A Eulogy to our Mother

by Alice Florio Magner

Mary Florio was someone different to each of her children, her sisters and brothers and her friends.

Listening to her children discuss her, you would think we were talking about a person the others didn’t know. Her two oldest were always “put upon.” I remember¬† when she would ask my older brother Anthony to bring in wood for the stove on which she cooked all our meals and for the furnace which heated our home. He would grumble. Especially if he was gluing tiny pieces of balsa wood for his model airplanes. Mother would kindly say, “That’s all right, I’ll go and get the wood myself.” In a flash he would be out the door without a cross word.

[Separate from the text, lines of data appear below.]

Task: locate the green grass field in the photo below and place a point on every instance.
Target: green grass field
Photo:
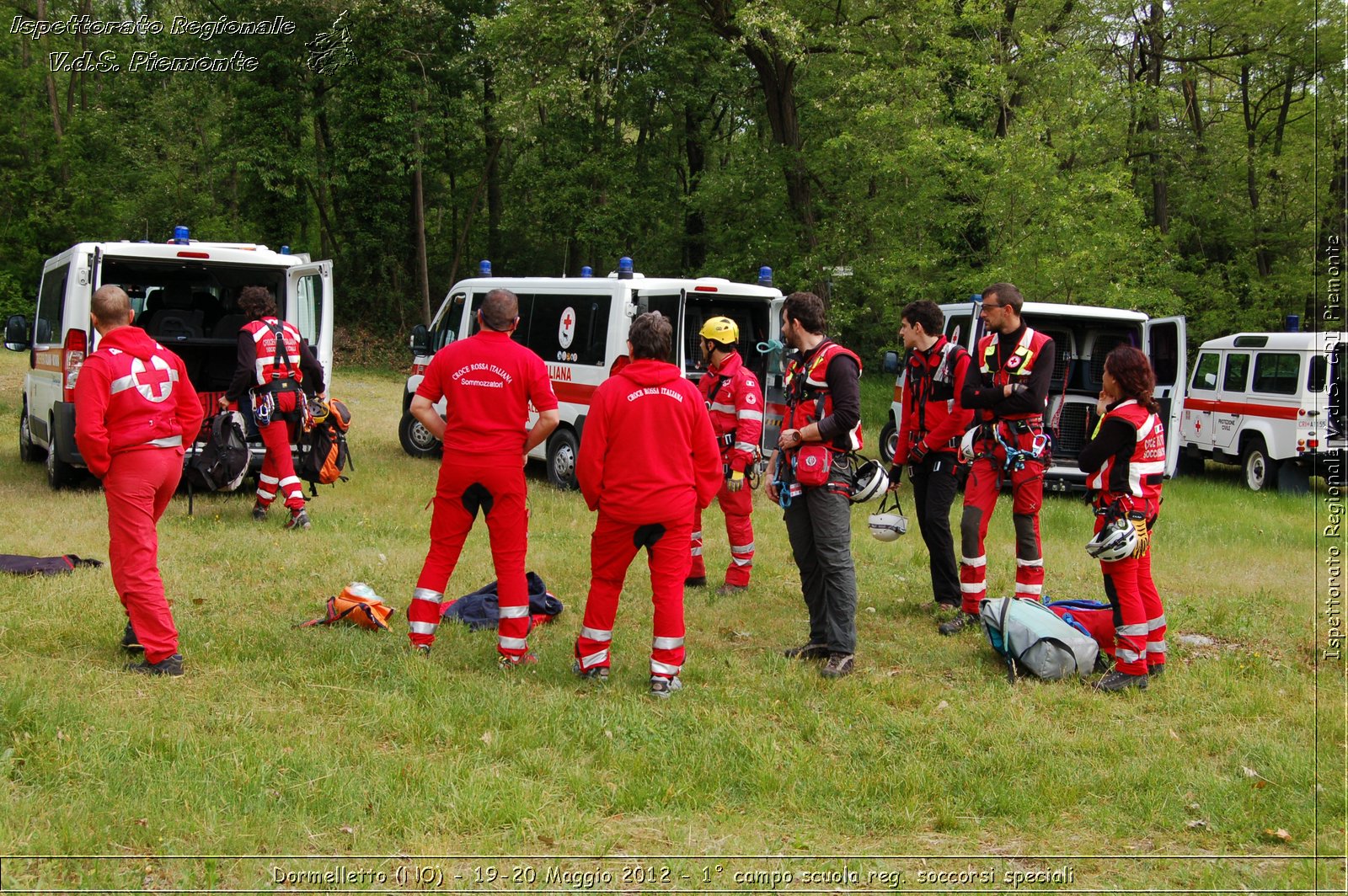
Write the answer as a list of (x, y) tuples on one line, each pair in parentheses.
[(336, 744)]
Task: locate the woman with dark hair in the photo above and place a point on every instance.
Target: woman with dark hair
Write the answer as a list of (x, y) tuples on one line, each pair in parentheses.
[(1125, 464), (278, 370)]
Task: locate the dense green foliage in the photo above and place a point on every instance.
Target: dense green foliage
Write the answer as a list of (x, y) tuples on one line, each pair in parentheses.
[(1156, 155)]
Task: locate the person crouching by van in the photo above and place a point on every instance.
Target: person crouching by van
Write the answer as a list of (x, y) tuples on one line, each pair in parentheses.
[(278, 370), (1126, 464), (821, 428), (929, 438), (650, 411), (735, 403), (489, 383), (135, 410)]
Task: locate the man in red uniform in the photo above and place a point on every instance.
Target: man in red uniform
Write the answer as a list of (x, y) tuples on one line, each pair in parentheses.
[(929, 438), (135, 410), (735, 402), (1126, 462), (489, 383), (650, 411), (1008, 397), (278, 371), (822, 428)]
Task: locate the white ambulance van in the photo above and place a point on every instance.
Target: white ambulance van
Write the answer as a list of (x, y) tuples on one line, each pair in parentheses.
[(185, 294), (579, 327), (1083, 336), (1270, 402)]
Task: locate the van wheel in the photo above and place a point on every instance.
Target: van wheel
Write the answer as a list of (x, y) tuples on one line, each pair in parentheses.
[(1260, 469), (58, 472), (889, 442), (563, 451), (27, 451), (417, 440)]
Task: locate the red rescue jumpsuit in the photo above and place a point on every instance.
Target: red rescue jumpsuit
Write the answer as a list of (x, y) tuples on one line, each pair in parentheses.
[(735, 403), (273, 368), (134, 411), (1017, 422), (489, 383), (646, 411), (1129, 480)]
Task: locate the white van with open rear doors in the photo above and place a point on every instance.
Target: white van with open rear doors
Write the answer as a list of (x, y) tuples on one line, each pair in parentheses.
[(1270, 402), (1083, 336), (579, 327), (185, 294)]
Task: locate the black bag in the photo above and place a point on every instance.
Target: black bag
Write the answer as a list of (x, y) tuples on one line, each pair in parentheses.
[(222, 461)]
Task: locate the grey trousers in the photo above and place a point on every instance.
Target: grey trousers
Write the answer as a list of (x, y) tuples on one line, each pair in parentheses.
[(819, 525)]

My sister Phyllis missed many outings with her friends because she was the “built-in baby sitter.” This situation instilled in her the love of books she has to this day. Also, because she was “in” so much, Phyllis became our private seamstress, a talent taught to her by our grandmother DiBianco. We all benefitted from that talent. Ask Anthony how he would take his time picking out the feed bag which would make the best shirt.

My sister Betty was a wonder to behold on her horse. My Mother loved seeing her ride. She was such a good sport person as a young woman. Always very focused on what she wanted from life. When she saved a young girl from drowning, the family heard about it from neighbors. Mother always used Betty as an example when she talked about self-esteem and what a person could become.

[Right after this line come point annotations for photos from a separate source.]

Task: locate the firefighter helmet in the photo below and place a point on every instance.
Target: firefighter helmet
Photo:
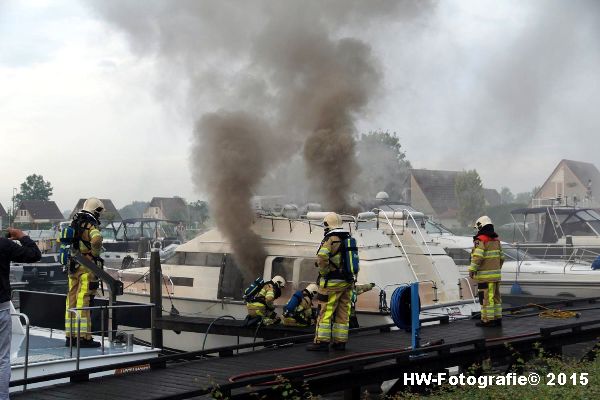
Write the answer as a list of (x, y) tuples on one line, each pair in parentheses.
[(312, 289), (332, 221), (93, 206), (482, 221), (279, 281)]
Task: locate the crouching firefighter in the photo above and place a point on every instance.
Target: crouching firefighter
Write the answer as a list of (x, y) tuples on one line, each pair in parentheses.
[(299, 309), (485, 268), (337, 260), (260, 298), (82, 236), (357, 291)]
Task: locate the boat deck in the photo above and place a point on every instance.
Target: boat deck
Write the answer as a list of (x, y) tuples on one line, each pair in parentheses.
[(373, 355)]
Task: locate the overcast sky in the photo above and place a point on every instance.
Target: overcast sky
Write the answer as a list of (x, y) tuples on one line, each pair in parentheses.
[(508, 88)]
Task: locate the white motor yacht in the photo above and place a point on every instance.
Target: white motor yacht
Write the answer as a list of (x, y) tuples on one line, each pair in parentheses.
[(202, 278)]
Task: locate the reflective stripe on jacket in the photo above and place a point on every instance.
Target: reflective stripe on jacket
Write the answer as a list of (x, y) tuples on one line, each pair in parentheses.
[(486, 259)]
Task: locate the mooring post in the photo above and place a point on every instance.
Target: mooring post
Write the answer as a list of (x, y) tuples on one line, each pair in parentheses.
[(156, 297)]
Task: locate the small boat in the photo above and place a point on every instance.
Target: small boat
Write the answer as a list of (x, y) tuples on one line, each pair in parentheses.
[(524, 273)]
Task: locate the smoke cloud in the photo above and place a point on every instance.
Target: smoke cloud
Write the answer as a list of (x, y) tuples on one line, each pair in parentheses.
[(266, 80)]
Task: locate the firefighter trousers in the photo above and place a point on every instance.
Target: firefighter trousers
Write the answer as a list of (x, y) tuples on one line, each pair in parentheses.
[(334, 315), (268, 316), (490, 300), (82, 289)]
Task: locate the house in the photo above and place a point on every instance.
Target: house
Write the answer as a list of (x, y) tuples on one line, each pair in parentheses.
[(38, 212), (492, 197), (573, 182), (169, 208), (110, 213), (433, 192), (3, 217)]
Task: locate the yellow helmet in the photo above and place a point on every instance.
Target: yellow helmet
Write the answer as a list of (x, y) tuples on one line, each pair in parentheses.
[(93, 206), (482, 221), (332, 221), (313, 289), (279, 281)]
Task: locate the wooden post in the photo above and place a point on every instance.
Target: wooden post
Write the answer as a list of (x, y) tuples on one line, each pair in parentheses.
[(156, 296)]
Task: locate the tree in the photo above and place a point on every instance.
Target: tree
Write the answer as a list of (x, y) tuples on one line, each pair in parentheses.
[(34, 188), (506, 196), (384, 166), (469, 193)]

My sister Lee will admit that she has secregtarial skills, cooking skills, and plays a great piano thanks to her Mother. She was encouraged to go against her brothers and sisters and attend Commercial High which was not the popular choice. Mother laughed at us and stood by Lee. A piano was always in the house and Mother encouraged her to play. “She can play by ear” was Mother’s praise of Lee. And, we all agree, that Lee carries on the tradition of being my Mother’s culinary heiress.

My sister Mary Anne and brother John were the youngest in the family and there was a large gap in ages from the original five. We all helped Mother pamper, play, and scold these two. My Mother had time for May Anne and trotted her off to photographers every chance. Her clothers were bought with great care. She was my Mother’s toy. But John was her favorite child. She had time to enjoy his piano playing, to be proud of his excellence at school and his very nature suited everything she loved in life. They would argue and talk and always be on the same “wave length.” When Mary Anne died, it was John who suffered her doting ways, her fear of the unexpected, and her need to keep him close.

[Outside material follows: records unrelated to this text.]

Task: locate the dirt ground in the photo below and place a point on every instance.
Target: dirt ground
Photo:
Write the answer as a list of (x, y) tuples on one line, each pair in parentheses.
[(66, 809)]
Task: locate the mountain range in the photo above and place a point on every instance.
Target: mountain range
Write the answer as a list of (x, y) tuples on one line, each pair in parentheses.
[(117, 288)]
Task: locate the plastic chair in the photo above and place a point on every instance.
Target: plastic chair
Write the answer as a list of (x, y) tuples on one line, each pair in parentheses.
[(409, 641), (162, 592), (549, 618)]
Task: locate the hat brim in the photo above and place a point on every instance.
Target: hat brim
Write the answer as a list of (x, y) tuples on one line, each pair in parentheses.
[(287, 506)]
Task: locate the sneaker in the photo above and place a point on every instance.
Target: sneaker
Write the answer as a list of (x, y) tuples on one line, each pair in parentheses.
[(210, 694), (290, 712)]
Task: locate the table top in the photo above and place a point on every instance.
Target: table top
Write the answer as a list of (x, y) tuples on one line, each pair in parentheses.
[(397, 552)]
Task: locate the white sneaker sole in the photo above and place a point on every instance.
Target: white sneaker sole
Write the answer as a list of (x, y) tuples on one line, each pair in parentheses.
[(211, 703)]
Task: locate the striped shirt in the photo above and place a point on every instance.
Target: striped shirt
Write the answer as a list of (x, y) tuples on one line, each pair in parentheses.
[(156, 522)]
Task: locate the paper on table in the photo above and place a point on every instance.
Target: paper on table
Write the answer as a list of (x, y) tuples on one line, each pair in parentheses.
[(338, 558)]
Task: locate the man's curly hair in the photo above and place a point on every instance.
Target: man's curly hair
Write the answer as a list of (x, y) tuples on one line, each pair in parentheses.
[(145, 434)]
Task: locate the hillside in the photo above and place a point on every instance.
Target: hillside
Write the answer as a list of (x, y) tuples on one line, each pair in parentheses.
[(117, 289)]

We all knew her by her generosity. She shared her marvelous cooking with everyone. Ask Patti Levey Lebow about her pizza. I will hear her singing in her kitchen in my mind forever. She shared her winnings from the lottery to Hai Alai with all. My trip to Ireland and England was underwritten by my Mother. My Mother was quick to forgive. When we moved to Orange, she received many phone calls of a “derogatory nature.” “They have nothing better to do with their time” she would say and quietly hang up the telephone. She never indulged in petty gossip. “If you can’t say anything nice, don’t say anything at all” was her constant reminder to us. Her family and friends meant everything to her, and she was loyal to each of us. Her flair for life was especially felt by me when we would sit on the bench near the pond and she would smile and say so softly, “We are on a boat at sea.” She always could think of a verse when asked a question and can see her with her friend, Christine Stebbins, at my dance recitals. She always had red roses for me. She encouraged me to be myself and always stood by me in the choices I made in life.

Rosiland Russel said,

“The joy of life is a women’s best cosmetic.”

I believe my Mother to be the most beautiful person I have ever known.